Let's re-write our test to use the post-process api:

# recipes/recipes/hello.py
from recipe_engine.post_process import StepCommandRE, DropExpectation

DEPS = ['recipe_engine/step']

def RunSteps(api):
  api.step('Print Hello World', ['echo', 'hello', 'world'])

def GenTests(api):
  yield api.test(
      'basic',
      api.post_process(StepCommandRE, 'Print Hello World',
                       ['echo', 'hello', 'world']),
      api.post_process(DropExpectation),
  )

The call that includes StepCommandRE will check that the step named ‘Print Hello World’ has as its list of arguments [‘echo’, ‘hello’, ‘world’] (each element can actually be a regular expression that must match the corresponding argument). The call with just DropExpectation doesn't check anything, it just inhibits the test from outputting a JSON expectation file.

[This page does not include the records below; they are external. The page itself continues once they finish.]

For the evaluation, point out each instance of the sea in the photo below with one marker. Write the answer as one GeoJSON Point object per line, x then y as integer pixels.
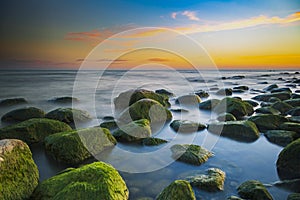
{"type": "Point", "coordinates": [147, 170]}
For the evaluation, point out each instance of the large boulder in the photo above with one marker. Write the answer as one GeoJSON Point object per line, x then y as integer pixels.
{"type": "Point", "coordinates": [192, 154]}
{"type": "Point", "coordinates": [127, 98]}
{"type": "Point", "coordinates": [254, 190]}
{"type": "Point", "coordinates": [73, 147]}
{"type": "Point", "coordinates": [134, 131]}
{"type": "Point", "coordinates": [212, 181]}
{"type": "Point", "coordinates": [93, 181]}
{"type": "Point", "coordinates": [23, 114]}
{"type": "Point", "coordinates": [19, 175]}
{"type": "Point", "coordinates": [265, 122]}
{"type": "Point", "coordinates": [244, 131]}
{"type": "Point", "coordinates": [33, 130]}
{"type": "Point", "coordinates": [69, 115]}
{"type": "Point", "coordinates": [288, 162]}
{"type": "Point", "coordinates": [186, 126]}
{"type": "Point", "coordinates": [178, 190]}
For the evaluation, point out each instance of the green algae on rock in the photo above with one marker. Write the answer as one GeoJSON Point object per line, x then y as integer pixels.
{"type": "Point", "coordinates": [73, 147]}
{"type": "Point", "coordinates": [190, 153]}
{"type": "Point", "coordinates": [23, 114]}
{"type": "Point", "coordinates": [18, 173]}
{"type": "Point", "coordinates": [93, 181]}
{"type": "Point", "coordinates": [177, 190]}
{"type": "Point", "coordinates": [254, 190]}
{"type": "Point", "coordinates": [33, 130]}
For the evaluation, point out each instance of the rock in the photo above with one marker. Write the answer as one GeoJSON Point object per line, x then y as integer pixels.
{"type": "Point", "coordinates": [265, 97]}
{"type": "Point", "coordinates": [290, 126]}
{"type": "Point", "coordinates": [224, 92]}
{"type": "Point", "coordinates": [224, 117]}
{"type": "Point", "coordinates": [18, 173]}
{"type": "Point", "coordinates": [294, 196]}
{"type": "Point", "coordinates": [134, 131]}
{"type": "Point", "coordinates": [126, 99]}
{"type": "Point", "coordinates": [212, 181]}
{"type": "Point", "coordinates": [282, 107]}
{"type": "Point", "coordinates": [265, 122]}
{"type": "Point", "coordinates": [192, 154]}
{"type": "Point", "coordinates": [267, 110]}
{"type": "Point", "coordinates": [209, 104]}
{"type": "Point", "coordinates": [146, 109]}
{"type": "Point", "coordinates": [202, 94]}
{"type": "Point", "coordinates": [281, 137]}
{"type": "Point", "coordinates": [178, 190]}
{"type": "Point", "coordinates": [234, 106]}
{"type": "Point", "coordinates": [164, 92]}
{"type": "Point", "coordinates": [93, 181]}
{"type": "Point", "coordinates": [186, 126]}
{"type": "Point", "coordinates": [12, 101]}
{"type": "Point", "coordinates": [271, 87]}
{"type": "Point", "coordinates": [111, 125]}
{"type": "Point", "coordinates": [23, 114]}
{"type": "Point", "coordinates": [288, 162]}
{"type": "Point", "coordinates": [73, 147]}
{"type": "Point", "coordinates": [188, 100]}
{"type": "Point", "coordinates": [244, 131]}
{"type": "Point", "coordinates": [253, 190]}
{"type": "Point", "coordinates": [69, 115]}
{"type": "Point", "coordinates": [64, 100]}
{"type": "Point", "coordinates": [153, 141]}
{"type": "Point", "coordinates": [33, 130]}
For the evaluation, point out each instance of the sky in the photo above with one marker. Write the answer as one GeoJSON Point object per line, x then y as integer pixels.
{"type": "Point", "coordinates": [230, 34]}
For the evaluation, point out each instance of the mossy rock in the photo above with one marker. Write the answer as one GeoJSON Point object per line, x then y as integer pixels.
{"type": "Point", "coordinates": [288, 162]}
{"type": "Point", "coordinates": [209, 104]}
{"type": "Point", "coordinates": [33, 130]}
{"type": "Point", "coordinates": [192, 154]}
{"type": "Point", "coordinates": [244, 131]}
{"type": "Point", "coordinates": [186, 126]}
{"type": "Point", "coordinates": [265, 122]}
{"type": "Point", "coordinates": [73, 147]}
{"type": "Point", "coordinates": [254, 190]}
{"type": "Point", "coordinates": [280, 95]}
{"type": "Point", "coordinates": [146, 109]}
{"type": "Point", "coordinates": [177, 190]}
{"type": "Point", "coordinates": [93, 181]}
{"type": "Point", "coordinates": [69, 115]}
{"type": "Point", "coordinates": [150, 141]}
{"type": "Point", "coordinates": [127, 98]}
{"type": "Point", "coordinates": [134, 131]}
{"type": "Point", "coordinates": [234, 106]}
{"type": "Point", "coordinates": [23, 114]}
{"type": "Point", "coordinates": [12, 101]}
{"type": "Point", "coordinates": [19, 175]}
{"type": "Point", "coordinates": [212, 181]}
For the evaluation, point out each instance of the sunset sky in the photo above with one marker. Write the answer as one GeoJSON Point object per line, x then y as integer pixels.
{"type": "Point", "coordinates": [254, 34]}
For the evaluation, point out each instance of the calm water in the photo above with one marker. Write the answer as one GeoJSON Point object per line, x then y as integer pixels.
{"type": "Point", "coordinates": [240, 161]}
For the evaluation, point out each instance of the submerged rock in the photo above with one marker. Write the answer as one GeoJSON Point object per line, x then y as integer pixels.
{"type": "Point", "coordinates": [254, 190]}
{"type": "Point", "coordinates": [212, 181]}
{"type": "Point", "coordinates": [186, 126]}
{"type": "Point", "coordinates": [288, 162]}
{"type": "Point", "coordinates": [134, 131]}
{"type": "Point", "coordinates": [69, 115]}
{"type": "Point", "coordinates": [192, 154]}
{"type": "Point", "coordinates": [265, 122]}
{"type": "Point", "coordinates": [93, 181]}
{"type": "Point", "coordinates": [244, 131]}
{"type": "Point", "coordinates": [18, 173]}
{"type": "Point", "coordinates": [73, 147]}
{"type": "Point", "coordinates": [33, 130]}
{"type": "Point", "coordinates": [178, 190]}
{"type": "Point", "coordinates": [23, 114]}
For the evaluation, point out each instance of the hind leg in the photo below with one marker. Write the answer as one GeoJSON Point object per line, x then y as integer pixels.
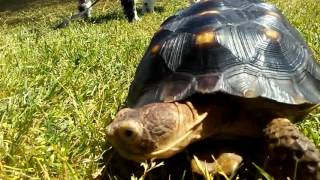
{"type": "Point", "coordinates": [84, 6]}
{"type": "Point", "coordinates": [290, 153]}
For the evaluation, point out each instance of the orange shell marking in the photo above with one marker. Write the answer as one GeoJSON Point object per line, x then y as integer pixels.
{"type": "Point", "coordinates": [205, 38]}
{"type": "Point", "coordinates": [155, 49]}
{"type": "Point", "coordinates": [272, 34]}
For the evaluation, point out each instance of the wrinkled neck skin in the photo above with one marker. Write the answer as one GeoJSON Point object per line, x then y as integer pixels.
{"type": "Point", "coordinates": [165, 129]}
{"type": "Point", "coordinates": [188, 129]}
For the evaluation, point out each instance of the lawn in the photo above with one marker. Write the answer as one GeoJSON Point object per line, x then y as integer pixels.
{"type": "Point", "coordinates": [60, 88]}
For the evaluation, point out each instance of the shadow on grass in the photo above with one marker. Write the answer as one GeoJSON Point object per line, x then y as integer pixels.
{"type": "Point", "coordinates": [19, 5]}
{"type": "Point", "coordinates": [109, 16]}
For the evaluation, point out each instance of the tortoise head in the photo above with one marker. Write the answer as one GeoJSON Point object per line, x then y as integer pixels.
{"type": "Point", "coordinates": [154, 131]}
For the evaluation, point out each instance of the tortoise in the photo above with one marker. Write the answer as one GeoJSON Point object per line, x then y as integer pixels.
{"type": "Point", "coordinates": [223, 69]}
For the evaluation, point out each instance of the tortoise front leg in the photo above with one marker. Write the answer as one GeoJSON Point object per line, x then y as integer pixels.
{"type": "Point", "coordinates": [290, 153]}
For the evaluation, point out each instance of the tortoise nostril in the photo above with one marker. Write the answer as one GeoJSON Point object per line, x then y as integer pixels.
{"type": "Point", "coordinates": [128, 133]}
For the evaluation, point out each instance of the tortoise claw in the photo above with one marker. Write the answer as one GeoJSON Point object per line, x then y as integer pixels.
{"type": "Point", "coordinates": [225, 164]}
{"type": "Point", "coordinates": [290, 153]}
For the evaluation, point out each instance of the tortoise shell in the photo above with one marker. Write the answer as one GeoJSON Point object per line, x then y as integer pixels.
{"type": "Point", "coordinates": [241, 48]}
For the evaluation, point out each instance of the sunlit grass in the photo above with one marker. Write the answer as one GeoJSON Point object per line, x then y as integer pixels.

If you were to change the command list passed when using StepCommandRE so that it no longer matched, you would get output similar to the following:

hello.basic failed:
    CHECK(FAIL):
      .../infra/recipes-py/recipe_engine/post_process.py:224 - StepCommandRE()
        `check(_fullmatch(expected, actual))`
          expected: 'world2'
          actual: 'world'
    added .../build/recipes/recipes/hello.py:14
      StepCommandRE('Print Hello World', ['echo', 'hello', 'world2'])

This output provides the following information: a backtrace rooted from the entry-point into the assertion function to the failed check call, the value of variables in the expression provided to check (evaluate the expression in the check call rather than before so that you get more helpful output) and the location where the assertion was added.

See the documentation of post_process in recipe_test_api.py for more details about the post-processing api and see post_process.py for information on the available assertion functions.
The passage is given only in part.